Es geht um nichts anderes als eine veritable Effizienzrevolution, begleitet durch mehr Genügsamkeit und Nutzenorientierung beim Energieeinsatz, wenn die Primärenergie tatsächlich entsprechend den Energiewendebeschlüssen bis 2050 halbiert werden soll. Nicht nur für den Klima- und Ressourcenschutz, sondern auch zur Reduktion von Energiekosten, Importabhängigkeit und Energierisiken wäre ein solcher Ansatz nach vorliegenden Analysen ein unschätzbarer Gewinn. 

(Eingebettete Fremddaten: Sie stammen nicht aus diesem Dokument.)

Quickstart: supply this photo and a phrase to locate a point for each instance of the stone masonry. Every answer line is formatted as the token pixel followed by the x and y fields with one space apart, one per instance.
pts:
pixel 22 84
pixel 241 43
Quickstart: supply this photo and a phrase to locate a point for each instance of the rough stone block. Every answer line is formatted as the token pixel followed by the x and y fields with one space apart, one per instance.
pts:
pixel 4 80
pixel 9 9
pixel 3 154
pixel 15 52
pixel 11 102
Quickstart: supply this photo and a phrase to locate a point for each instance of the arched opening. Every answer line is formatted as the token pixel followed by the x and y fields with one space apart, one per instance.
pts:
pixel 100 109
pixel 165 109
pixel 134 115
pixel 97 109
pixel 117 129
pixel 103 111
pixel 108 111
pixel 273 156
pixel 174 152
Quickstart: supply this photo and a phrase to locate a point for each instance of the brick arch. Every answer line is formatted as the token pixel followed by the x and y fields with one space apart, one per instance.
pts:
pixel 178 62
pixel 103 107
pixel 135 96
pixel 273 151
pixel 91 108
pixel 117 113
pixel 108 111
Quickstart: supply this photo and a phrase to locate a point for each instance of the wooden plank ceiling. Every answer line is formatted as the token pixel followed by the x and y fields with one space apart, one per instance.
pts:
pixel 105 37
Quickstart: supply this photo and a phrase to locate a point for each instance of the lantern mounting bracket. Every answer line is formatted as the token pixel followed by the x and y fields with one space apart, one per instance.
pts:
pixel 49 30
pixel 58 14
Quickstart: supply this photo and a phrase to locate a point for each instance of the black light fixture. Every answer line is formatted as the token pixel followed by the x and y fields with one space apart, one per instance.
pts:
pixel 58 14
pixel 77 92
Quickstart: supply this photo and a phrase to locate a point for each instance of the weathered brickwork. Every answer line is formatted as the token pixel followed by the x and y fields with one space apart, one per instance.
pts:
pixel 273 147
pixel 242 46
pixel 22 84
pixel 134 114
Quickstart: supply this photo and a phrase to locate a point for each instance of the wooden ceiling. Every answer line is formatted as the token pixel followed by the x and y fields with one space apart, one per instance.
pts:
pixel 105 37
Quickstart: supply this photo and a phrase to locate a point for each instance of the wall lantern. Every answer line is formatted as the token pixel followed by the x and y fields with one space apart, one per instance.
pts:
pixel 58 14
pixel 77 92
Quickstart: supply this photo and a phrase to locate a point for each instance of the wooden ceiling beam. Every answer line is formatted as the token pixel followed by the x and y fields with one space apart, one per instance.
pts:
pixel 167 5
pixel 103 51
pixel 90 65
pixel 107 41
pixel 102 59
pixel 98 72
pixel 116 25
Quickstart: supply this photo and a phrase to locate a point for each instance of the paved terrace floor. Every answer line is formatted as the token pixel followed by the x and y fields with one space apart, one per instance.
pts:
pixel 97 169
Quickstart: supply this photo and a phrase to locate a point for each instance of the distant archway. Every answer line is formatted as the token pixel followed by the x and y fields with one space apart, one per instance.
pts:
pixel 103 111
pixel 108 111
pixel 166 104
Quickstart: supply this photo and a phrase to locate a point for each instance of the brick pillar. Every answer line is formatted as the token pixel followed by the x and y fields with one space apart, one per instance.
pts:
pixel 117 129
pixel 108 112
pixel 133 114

Wo stehen wir heute? Der beschleunigte Strukturwandel im Strom-, Verkehrs- und Wärmesektor wurde zwar vielfach angekündigt, aber bisher nicht in der notwendigen Breite vollzogen. Leider hat das die Energiewende so weit verzögert, dass jetzt die Zeit drängt. Die Gefahr ist groß, dass nach dem deutschen CO2-Minderungsziel für 2020 auch das für 2030 verfehlt wird. Damit würde Deutschlands Glaubwürdigkeit in der Klimapolitik dauerhaft Schaden erleiden. Massive Auswirkungen für die Etablierung auf den wachsenden Klimaschutz-Exportmärkten wären die Folge. Für die bisherige internationale Anerkennung der "Energiewende made in Germany" wäre das der Super-GAU.